The NT continually warns readers that we are not saved by what we do but by faith in what God has done:

For the grace of God has appeared, bringing salvation for all people, training us to renounce ungodliness and worldly passions, and to live self-controlled, upright, and godly lives in the present age, waiting for our blessed hope, the appearing of the glory of our great God and Savior Jesus Christ, who gave himself for us to redeem us from all lawlessness and to purify for himself a people for his own possession who are zealous for good works. (Titus 2:11–14)

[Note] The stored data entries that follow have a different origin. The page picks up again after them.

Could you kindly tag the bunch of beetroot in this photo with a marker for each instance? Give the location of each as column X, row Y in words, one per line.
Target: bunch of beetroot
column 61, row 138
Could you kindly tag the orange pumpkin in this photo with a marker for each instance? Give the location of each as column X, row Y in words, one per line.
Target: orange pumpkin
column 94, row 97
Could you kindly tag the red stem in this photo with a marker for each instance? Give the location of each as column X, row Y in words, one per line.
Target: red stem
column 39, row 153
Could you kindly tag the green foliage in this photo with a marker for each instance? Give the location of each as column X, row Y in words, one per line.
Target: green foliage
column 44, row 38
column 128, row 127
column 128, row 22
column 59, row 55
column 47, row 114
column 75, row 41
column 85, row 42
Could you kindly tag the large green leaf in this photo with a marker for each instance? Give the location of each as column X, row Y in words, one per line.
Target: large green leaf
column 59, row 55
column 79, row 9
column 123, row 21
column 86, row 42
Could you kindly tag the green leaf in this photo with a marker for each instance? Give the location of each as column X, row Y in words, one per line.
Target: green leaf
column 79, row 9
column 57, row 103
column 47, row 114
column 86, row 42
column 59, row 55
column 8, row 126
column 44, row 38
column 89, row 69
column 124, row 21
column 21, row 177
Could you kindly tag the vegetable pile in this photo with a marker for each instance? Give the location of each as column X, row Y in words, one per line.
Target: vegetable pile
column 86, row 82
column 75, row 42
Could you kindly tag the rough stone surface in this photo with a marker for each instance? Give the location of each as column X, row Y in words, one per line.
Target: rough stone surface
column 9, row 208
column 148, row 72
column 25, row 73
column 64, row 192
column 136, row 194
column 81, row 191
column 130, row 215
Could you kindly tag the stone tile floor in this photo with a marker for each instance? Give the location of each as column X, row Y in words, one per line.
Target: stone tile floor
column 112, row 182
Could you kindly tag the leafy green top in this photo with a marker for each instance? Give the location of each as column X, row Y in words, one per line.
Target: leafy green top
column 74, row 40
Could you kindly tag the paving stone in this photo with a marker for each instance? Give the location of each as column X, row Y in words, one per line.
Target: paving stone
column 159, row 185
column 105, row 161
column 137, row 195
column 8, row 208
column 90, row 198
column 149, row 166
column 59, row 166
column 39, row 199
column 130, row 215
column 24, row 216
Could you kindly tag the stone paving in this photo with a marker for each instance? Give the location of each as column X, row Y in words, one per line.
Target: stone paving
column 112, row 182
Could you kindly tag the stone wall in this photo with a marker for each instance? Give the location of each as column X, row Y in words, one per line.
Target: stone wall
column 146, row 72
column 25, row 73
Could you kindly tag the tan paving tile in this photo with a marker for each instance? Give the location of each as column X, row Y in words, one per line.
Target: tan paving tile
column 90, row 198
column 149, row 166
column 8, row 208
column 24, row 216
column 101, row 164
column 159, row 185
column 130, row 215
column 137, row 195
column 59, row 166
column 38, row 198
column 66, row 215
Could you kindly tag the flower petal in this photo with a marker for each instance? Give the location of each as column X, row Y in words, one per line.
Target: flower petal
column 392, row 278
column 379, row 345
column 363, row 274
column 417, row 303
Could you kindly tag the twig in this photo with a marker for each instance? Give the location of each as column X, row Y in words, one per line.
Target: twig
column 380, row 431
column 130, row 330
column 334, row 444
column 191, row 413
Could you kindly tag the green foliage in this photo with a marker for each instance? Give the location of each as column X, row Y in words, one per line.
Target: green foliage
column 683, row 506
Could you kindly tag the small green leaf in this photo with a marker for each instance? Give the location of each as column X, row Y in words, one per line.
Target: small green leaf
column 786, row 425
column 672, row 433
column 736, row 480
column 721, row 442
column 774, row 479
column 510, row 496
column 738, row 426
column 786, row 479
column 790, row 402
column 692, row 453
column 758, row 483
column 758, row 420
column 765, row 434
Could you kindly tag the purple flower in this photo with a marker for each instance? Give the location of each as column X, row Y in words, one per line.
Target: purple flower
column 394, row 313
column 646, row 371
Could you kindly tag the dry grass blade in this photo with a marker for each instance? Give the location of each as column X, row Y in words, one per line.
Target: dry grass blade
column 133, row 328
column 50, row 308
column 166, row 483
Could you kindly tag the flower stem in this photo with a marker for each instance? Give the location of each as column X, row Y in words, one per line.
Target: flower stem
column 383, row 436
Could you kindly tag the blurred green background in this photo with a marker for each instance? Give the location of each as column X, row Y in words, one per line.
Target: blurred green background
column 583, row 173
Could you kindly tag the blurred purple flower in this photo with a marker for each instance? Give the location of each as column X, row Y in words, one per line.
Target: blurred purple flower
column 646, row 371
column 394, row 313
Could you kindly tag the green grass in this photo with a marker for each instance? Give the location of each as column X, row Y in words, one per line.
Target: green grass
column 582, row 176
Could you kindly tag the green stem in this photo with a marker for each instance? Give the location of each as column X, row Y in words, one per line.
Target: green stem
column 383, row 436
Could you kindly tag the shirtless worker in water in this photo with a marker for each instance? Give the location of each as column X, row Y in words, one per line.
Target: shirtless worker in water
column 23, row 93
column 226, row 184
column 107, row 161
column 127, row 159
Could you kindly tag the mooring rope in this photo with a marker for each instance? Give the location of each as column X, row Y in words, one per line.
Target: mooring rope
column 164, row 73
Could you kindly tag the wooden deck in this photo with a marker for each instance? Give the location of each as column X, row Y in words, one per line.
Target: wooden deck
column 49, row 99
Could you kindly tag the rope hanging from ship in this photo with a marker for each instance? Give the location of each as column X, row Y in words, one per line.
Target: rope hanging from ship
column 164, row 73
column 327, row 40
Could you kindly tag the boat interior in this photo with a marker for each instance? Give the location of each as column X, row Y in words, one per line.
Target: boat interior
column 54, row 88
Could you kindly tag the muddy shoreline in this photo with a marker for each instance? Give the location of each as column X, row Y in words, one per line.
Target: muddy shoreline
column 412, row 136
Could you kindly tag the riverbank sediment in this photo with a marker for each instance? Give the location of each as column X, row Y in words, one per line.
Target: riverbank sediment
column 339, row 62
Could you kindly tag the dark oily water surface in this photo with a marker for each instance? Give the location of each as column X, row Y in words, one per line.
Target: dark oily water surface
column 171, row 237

 This is the third category, the glorious good news for those whose sin has overwhelmed them and whose efforts have fallen short. Pride disregards it. Self-righteousness mocks it. Those who love their sin laugh at it. Yet those who believe the Gospel experience new attitudes and changed lives that honor and glorify God. I love the way Titus 3 describes some of those changes. Here it is, slightly paraphrased:

Older men are sober-minded, dignified, self-controlled, sound in faith, in love, and in steadfastness. Older women likewise are reverent in behavior, not slanderers or slaves to much wine. They teach what is good and train the young women to love their husbands and children, to be self-controlled, pure, working at home, kind, and submissive to their own husbands, that the word of God may not be reviled. Likewise, the younger men are self-controlled. Leaders are a model of good works, and in their teaching show integrity, dignity, and sound speech that cannot be condemned, so opponents are put to shame, having nothing evil to say about us. Bondservants are submissive to their own masters in everything; well-pleasing, not argumentative or pilfering, but showing all good faith, so that in everything they adorn the doctrine of God our Savior. (Titus 2:2–10)

APPLY: Because of God’s grace, I’ve been called to the third category and can now choose how to respond to the wonder of being in His kingdom, His family. Before, my only choice was sinful unbelief and the actions that go with it but now I can choose to live for Him. The Bible tells me how and the Holy Spirit enables obedience. This is salvation by grace — amazing grace!